John Brown, then, as Mr. Villard sees him, must be held strictly accountable for his acts; and on this view it is certain that in dying as he did on the gallows he met a fate which he deserved, if not for the Harper's Ferry raid, assuredly for the affair on the Pottawatomie. In this, it will be recalled, Brown led an armed party against pro-slavery settlers in Kansas to avenge the Border Ruffian attack on Lawrence. But, as the evidence now for the first time fully assembled proves beyond any question, the men whom he and his followers killed were given not the slightest opportunity to defend themselves, but were led from their homes and mercilessly cut down. The result, as is well known, was to plunge Kansas into the horrors of civil war; and this, Mr. Villard insists, quite needlessly.

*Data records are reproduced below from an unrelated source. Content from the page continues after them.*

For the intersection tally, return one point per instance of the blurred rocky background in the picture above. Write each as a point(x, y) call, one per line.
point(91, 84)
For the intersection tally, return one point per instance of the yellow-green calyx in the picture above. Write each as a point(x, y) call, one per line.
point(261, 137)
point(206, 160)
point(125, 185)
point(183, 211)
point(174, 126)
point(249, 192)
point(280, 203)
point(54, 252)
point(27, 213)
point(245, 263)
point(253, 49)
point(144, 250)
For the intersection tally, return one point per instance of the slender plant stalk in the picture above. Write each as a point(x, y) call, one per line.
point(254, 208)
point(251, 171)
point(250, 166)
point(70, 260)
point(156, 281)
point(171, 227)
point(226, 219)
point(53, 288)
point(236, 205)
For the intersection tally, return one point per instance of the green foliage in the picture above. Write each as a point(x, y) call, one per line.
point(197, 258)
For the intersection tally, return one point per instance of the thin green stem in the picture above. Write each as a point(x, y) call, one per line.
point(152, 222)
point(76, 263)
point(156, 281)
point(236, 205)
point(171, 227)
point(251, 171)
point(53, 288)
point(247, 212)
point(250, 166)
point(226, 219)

For he boldly challenges the view that the crusading efforts of Brown and Robinson and Lane were the means of “saving Kansas.” Even if Kansas had not weltered in blood in 1856, it would still, he declares, have been free, since “climate and soil fought in Kansas on the side of the Free State men,” and “the familiar slave crops never could have been raised in Kansas with its bleak Winters.” In fact, Mr. Villard hazards the suggestion that had it not been for Brown and his rifle, Kansas would have been definitely numbered with the Free States earlier than it actually was; while, on the other hand, he frankly concedes that to Brown more than to any other one man must be given the credit for arousing the North to a realizing sense of what Mr. Seward so happily termed an “irrepressible conflict.”

This, of course, was brought about even more through the raid on Harper's Ferry than through his campaigning in Kansas; and most of all through the manner in which he faced the doom confronting him because of his failure at Harper's Ferry. Clearly, Mr. Villard believes that it was in the way he met death rather than in the manner of his life that John Brown served as an inspiration to the people of the Northern States, and aided in creating the wave of anti-slavery sentiment that so soon afterward swept Southward to overwhelm all opposition. Here is the way he states the case, as he sees it:

The True Deliverance came with John Brown behind the bars at Charlestown, when there was suddenly revealed to him how inferior a weapon was the sword he had leaned upon from the time he had abandoned the pursuits of peace for his warfare on slavery. Not often in history is there recorded such a rise to spiritual greatness of one whose hands were so stained with blood, whose judgment was ever so faulty, whose public career was so brief. John Brown is and must remain a great and lasting figure in American history. Not, however, because he strove to undo one wrong by committing another; not because he took human lives in a vain effort to end the sacrifice of other lives and souls entailed by slavery. Judged by the ordinary moral and legal standards, John Brown's life was forfeit after Harper's Ferry. The methods by which he essayed to achieve reforms are never to be justified until two wrongs make a right. It was the weapon of the spirit by which he conquered. In its power lies not only the secret of his influence, and his immortality, but the finest ethical teachings of a life which, for all its faults, inculcates many an enduring lesson, and will forever make its appeal to the imagination.

Mr. Villard's book is bound to provoke much discussion, and even controversy. But, in the main, there would seem to be no doubt that it presents a portrait of John Brown and an appraisal of his career that will in the end be pretty generally accepted.